The phenomenon in the second plot of Demo 12.1.4 is called a shock wave. The underlying mathematics is not much different from the shock wave that comes off of the wing of a supersonic aircraft in the form of a sonic boom, or from cresting waves under certain conditions in the ocean. In the absence of diffusion (\(\epsilon=0\)), the shock becomes a jump discontinuity in the solution, which breaks down both the finite differences and the original PDE, requiring different approaches. For many applications, the addition of a small amount of diffusion is appropriate and simple. However, we will first try to come to terms with pure advection in a linear problem.

Exercises

  1. ✍ By the analogy between (12.1.3) and (12.1.4), use (12.1.1) to confirm that constant traffic density moves backward (right to left) for \(\rho_m<\rho<\rho_c\), as observed in Demo 12.1.4. (Note that the derivative of \(Q_0\) is given in the code for the example.)

  2. (a) Using as large a discretization and as small a dissipation parameter \(\epsilon\) as you can get away with, perform experiments to estimate the speed of the shockwave in Demo 12.1.4 between times \(t=0.11\) and \(t=0.15\). (Hint: You can use argmax to locate the peak of the solution vector at a particular time.)

    (b) Theory predicts that the speed of the shockwave is the average of \(Q_0'\) evaluated at the values of \(\rho\) at the top and bottom of the shock. Perform this calculation and compare to the result of part (a).

  3. ⌨ The simplest model that includes both diffusion and nonlinear advection is the viscous Burgers equation, \(u_t+u u_x=\epsilon u_{xx}\). Assume periodic end conditions on \(-4\le x < 4\), let \(\epsilon=0.04\), and suppose \(u(x,0)=e^{-2x^2}\). Solve the problem numerically with \(m=200\), plotting the solution on one graph at times \(t=0,0.5,1,\ldots,3\). (You should see that the bump decays but also steepens as it moves to the right.)

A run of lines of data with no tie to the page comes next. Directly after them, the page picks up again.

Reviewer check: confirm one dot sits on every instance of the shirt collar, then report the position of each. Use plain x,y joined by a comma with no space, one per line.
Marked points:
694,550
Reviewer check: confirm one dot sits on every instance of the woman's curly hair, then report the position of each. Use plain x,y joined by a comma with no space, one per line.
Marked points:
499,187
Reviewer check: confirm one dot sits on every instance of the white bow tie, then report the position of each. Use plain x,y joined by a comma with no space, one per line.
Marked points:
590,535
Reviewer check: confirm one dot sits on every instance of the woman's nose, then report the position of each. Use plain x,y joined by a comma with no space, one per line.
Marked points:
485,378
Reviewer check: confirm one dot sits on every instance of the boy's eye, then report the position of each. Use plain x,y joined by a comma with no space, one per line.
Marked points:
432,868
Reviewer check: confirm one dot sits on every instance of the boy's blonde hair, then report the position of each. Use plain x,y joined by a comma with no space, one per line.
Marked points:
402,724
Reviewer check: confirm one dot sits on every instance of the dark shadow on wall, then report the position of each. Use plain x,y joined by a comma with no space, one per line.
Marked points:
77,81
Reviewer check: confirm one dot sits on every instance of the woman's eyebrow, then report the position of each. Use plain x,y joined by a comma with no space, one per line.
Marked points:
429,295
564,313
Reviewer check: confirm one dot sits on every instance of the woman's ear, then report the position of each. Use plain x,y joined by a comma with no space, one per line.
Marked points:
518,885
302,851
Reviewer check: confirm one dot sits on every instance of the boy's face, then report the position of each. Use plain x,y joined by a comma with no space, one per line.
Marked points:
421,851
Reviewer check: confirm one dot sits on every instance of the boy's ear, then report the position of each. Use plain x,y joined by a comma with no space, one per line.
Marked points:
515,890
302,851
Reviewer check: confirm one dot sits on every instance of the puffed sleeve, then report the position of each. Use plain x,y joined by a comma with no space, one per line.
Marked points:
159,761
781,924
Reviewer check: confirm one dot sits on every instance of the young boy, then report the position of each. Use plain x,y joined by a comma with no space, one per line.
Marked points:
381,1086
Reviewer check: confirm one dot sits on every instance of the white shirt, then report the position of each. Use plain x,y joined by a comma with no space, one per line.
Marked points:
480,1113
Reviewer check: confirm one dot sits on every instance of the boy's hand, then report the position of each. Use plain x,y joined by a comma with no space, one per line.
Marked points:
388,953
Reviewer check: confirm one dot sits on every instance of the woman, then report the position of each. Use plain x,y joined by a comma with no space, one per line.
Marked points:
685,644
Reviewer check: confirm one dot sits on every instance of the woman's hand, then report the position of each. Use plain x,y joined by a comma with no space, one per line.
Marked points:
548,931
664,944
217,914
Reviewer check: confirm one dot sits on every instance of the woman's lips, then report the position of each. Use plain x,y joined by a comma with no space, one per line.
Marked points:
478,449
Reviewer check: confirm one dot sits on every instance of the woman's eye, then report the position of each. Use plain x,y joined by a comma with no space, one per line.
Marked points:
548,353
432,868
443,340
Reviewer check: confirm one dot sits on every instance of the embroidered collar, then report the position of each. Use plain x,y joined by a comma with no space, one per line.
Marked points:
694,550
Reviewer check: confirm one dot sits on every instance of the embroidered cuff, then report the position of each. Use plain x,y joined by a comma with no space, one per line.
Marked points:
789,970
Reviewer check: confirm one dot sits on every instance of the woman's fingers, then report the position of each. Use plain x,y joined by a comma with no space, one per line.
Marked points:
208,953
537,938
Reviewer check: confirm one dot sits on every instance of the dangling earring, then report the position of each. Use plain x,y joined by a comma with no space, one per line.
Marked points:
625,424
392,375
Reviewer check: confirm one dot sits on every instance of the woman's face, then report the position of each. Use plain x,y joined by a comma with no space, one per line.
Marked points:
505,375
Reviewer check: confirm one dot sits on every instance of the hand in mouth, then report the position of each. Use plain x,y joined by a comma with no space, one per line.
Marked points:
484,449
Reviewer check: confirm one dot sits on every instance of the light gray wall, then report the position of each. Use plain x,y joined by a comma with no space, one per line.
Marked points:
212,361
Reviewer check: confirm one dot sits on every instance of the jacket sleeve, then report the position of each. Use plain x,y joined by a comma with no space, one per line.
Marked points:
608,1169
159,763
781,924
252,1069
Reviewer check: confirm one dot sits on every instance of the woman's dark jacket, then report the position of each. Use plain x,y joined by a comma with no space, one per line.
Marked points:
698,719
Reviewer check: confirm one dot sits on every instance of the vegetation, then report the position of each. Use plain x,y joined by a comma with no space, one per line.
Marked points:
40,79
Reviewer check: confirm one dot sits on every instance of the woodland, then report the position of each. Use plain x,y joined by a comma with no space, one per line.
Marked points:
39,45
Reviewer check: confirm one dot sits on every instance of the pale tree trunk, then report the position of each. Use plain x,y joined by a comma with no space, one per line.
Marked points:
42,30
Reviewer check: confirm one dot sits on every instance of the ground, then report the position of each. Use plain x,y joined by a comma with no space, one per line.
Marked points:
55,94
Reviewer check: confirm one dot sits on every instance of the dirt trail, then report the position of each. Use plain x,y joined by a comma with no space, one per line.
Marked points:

  4. ⌨ The Kuramoto–Sivashinsky equation, \(u_t+u u_x=-u_{xx}-\epsilon u_{xxxx}\), exhibits solutions that are considered chaotic. Assume periodic end conditions, \(\epsilon=0.05\), and initial condition \(u(x,0)=1+e^{-2x^2}\). Using the method of lines, solve the problem numerically with \(m=200\) for \(-4\le x \le 4\) and \(0\le t \le 20\). (You should discretize the fourth derivative as repeated second derivatives.) Make an animation of the plot (preferred), or plot the solution as a surface over \(x\) and \(t\).

  5. ⌨ (Adapted from [Tre00].) Consider the problem \(u_t + c(x) u_x =0\), for \(0 \le x \le 2\pi\), with periodic boundary conditions and variable speed \(c(x) = 0.2 + \sin^2(x-1)\). This problem has a solution that is \(T\)-periodic in time, for some \(T\approx 13\).

    (a) Find this value \(T\) accurately to 10 digits by converting the integral \(T = \int_0^T \,dt\) to an integral in \(x\) via \(\frac{dx}{dt}=c(x)\), then applying numerical integration.

    (b) Using \(u(x,0) =e^{\sin x}\), solve the PDE numerically for \(0\le t \le T\) using the answer from part (a). Make an animation of the solution, or a surface plot of the solution as a function of \(x\) and \(t\).

    (c) Adjust the accuracy in time and space until you can verify that \(\|u(x,T)-u(x,0)\|_\infty < 0.03\).